Informasi yang disajikan dalam situs ini hanya untuk pengguna akhir (end-user). Menyiarkannya kembali dalam bentuk cetak, elektronik dan lain-lain tidak diperkenankan, tanpa izin tertulis dari LKBN ANTARA.
 
Jakarta (ANTARA News) – Menteri Pekerjaan Umum Joko Kirmanto mengatakan, pemerintah sedang mempersiapkan kemungkinan kenaikan tarif jalan tol (untuk tol-tol lama) agar dapat diberlakukan pada tahun ini dengan kenaikan berkisar antara 15 persen.

“Kita harapkan tahun ini juga (kenaikan tarif tol ). Mungkin sekitar 15 persen,” kata menteri saat menghadiri peluncuran Standar Akuntansi Pemerintahan di Istana Wapres Jakarta, Rabu.

Menurut Joko Kirmanto, pemerintah saat ini sedang mengkaji dan menguji terus kemungkinan kenaikan tarif tol tersebut termasuk berapa nilai kenaikannya.

Menurut Joko, sesuai undang-undang tentang jalan raya memang para pengelola jalan tol bisa mendapatkan kenaikan tarif tol setiap dua tahun sebesar tingkat inflasi untuk daerah masing-masing.

Sementara, kenaikan tarif tol terakhir dilakukan Juni 2003, sehingga rencana pengajuan kenaikan tarif tersebut sudah memenuhi rumusan undang-undang tersebut.

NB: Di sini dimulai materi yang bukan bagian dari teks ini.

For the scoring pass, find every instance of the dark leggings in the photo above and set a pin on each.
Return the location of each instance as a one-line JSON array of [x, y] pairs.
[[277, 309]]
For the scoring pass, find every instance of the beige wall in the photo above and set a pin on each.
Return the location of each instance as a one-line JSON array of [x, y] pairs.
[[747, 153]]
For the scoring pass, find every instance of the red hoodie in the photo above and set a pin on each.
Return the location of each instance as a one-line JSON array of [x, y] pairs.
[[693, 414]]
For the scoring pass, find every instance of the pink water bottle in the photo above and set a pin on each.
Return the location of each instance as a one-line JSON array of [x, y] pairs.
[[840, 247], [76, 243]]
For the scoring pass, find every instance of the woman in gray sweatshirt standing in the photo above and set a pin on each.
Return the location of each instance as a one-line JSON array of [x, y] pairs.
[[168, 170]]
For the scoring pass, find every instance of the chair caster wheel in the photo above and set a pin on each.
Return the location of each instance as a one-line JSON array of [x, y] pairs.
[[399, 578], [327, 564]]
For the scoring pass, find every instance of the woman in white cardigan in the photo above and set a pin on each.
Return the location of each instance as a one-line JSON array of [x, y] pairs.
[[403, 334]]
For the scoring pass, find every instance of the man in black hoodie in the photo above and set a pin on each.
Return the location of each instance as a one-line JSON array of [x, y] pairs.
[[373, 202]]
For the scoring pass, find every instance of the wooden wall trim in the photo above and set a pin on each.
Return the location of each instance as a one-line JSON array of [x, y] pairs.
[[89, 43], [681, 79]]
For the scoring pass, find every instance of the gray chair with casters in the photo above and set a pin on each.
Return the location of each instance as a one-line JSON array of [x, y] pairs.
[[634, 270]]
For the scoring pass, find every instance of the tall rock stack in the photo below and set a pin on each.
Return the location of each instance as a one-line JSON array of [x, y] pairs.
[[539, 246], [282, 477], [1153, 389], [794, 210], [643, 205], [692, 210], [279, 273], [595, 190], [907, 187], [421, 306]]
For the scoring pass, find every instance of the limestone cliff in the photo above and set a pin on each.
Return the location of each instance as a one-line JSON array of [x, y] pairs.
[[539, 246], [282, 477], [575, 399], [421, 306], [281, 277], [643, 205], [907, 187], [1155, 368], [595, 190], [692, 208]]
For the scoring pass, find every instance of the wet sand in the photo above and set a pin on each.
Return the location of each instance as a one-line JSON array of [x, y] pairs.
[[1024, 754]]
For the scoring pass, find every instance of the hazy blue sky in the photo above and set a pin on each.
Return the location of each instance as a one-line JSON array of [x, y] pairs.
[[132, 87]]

Kenaikan tarif tol tersebut, tambahnya hanya akan diberlakukan untuk tol-tol yang sudah beroperasi lama sedangkan untuk tol baru adalah tol Cipularang dan Ulujami-Serpong.

Menurut menteri, untuk ruas tol baru seperti Cipularang akan ditetapkan tarifnya sebesar Rp355 per kilo meter.

“Untuk Cipularang Rencananya berkisar Rp355 per kilo meter dan nanti akan mulai berlaku pada saat dibuka Presiden Yudhoyono 12 Juli 2005.”

Ketika ditanya mengenai masih seringnya terjadi kemacetan di jalan Tol, Joko Kirmanto mengatakan bahwa kemacetan tersebut terjadi karena memang jumlah jalan di Indonesai masih di bawah perbandingan luas kota.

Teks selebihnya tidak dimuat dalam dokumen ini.